Part Three: Prague and Zlin, Czech Republic
Czechoslovakia, now the Czech Republic, is the birthplace of Trump’s first wife, Ivana (mother to Ivanka, Donald, Jr. and Eric Trump). To get there from Kallstadt, we took a couple of trains and then hopped a Czech Air prop plane from Frankfurt to Prague, landing in a light snow. Around midnight, we drove a rental car into the city as snow flakes drifted on myriad spires in the yellow streetlights. A fairy-tale town, I thought.
An early morning jog over the Charles Bridge revealed that it is a kind of outdoor museum of Baroque bronze sculpture from the 18th century.
That morning, a pink light from the rising sun illuminated the river and distant spires as statues of some three dozen obscure saints and notables gazed down at the bridge. Ivo, Ludmilla, Adalbert, Cyril and Methodius, John of Nepomuk, Sigismund and Wenceslas and others are each arranged in tableaux commemorating events and stories that require a history Ph.D. thesis to fully comprehend. Wenceslas was the only name I remotely recognized, bringing to mind the first simple piano tune I ever learned to play: “Good King Wenceslas looked out, on the Feast of Stephen / When the snow lay round about, deep and crisp and even.”

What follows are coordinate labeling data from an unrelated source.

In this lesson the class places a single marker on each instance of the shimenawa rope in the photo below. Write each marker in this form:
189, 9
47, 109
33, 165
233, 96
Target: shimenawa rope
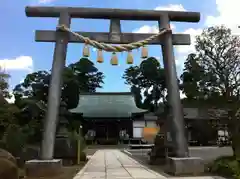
114, 48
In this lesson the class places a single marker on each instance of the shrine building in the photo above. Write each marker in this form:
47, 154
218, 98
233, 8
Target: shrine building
111, 118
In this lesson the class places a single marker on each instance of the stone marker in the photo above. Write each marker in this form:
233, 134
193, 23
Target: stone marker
43, 168
185, 166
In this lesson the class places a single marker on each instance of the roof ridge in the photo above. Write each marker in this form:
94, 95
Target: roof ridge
107, 93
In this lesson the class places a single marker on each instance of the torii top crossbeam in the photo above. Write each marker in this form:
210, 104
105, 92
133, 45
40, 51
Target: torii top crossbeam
103, 13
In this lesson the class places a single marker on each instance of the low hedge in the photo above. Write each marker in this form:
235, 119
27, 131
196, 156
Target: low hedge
226, 167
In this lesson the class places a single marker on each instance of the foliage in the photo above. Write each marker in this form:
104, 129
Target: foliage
214, 70
211, 77
80, 76
32, 94
148, 78
226, 166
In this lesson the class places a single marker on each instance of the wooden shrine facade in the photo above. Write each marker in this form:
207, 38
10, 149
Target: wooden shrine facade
115, 36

After a pit stop for an interview with an historian at the Institute of Contemporary History at the Academy of Sciences of the Czech Republic near the American Embassy (a building where a plaque proclaims Kafka lived at the same address — how Kafka-esque!) we did a rapid hit of the city’s tourist high points, up and down narrow, hilly, cobbled streets, looking at marionettes, the Museum of Alchemy and crystals on sale in the stores … and finally off to lunch at a restaurant called Lokal Dlouhaaa in the old town.
Here again, the roast goose topped the day’s menu. We ordered and tucked into a deliciously crisp slab with a side of red cabbage. The waiter helpfully explained that goose is eaten for Martinmas, a holiday officially celebrating the fourth-century St. Martin of Tours, but also known as Old Halloween, a reference to the pagan autumnal tradition of bonfires across Europe. In Prague, they say, “Martin rides in on a white horse” — because around Martin’s feast day, the first snow always falls. And indeed, as we had seen, it had.